Scientists at the University of Arkansas have signalled the end of future clean energy woes by exploring supercritical methanol as a method of converting chicken fat into biodiesel fuel.
The researchers say that the findings may develop commercially viable fuel out of plentiful, accessible and low-cost feedstocks and other agricultural by-products. R E Babcock, professor of chemical engineering said that the findings would lead the energy producers to think on combining petroleum-based diesel with a biodiesel product.
"Major oil companies are already examining biodiesel as an alternative to petroleum," he said.
"With the current price of petroleum diesel and the results of this project and others, I think energy producers will think even more seriously about combining petroleum-based diesel with a biodiesel product made out of crude and inexpensive feedstocks," he added.
The study led by Babcock deliberated low-grade chicken fat and tall oil fatty acid to a chemical process known as supercritical methanol treatment.

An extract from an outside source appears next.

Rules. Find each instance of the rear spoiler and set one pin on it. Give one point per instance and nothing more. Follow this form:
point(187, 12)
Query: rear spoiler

Supercritical methanol treatment dissolves and causes a reaction between components of a product — in this case, chicken fat and tall oil — by subjecting the product to high temperature and pressure.

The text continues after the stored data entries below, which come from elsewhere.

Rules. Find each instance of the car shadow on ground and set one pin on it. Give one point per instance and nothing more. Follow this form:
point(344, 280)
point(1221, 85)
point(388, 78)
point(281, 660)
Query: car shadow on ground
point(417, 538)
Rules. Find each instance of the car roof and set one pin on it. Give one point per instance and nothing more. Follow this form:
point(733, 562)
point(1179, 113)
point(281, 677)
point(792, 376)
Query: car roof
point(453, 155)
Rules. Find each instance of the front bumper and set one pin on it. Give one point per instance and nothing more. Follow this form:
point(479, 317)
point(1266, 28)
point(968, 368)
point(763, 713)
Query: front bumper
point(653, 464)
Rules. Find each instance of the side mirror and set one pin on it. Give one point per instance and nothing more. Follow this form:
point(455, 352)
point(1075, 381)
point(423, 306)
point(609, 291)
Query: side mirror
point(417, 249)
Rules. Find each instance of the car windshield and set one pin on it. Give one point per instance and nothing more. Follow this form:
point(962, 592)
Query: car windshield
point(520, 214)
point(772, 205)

The substances became "supercritical" when they were heated and pressurized to a critical point, the highest temperature and pressure at which the substance can exist in equilibrium as a vapor and liquid.
The findings revealed that chicken fat and tall oil treated with supercritical methanol produced biodiesel yields in excess of 89 and 94%, respectively. According to Brent Schulte, a chemical-engineering graduate student in the university’s College of Engineering who conducted the research said Biodiesel provides an effective, sustainable-use fuel with many desirable properties.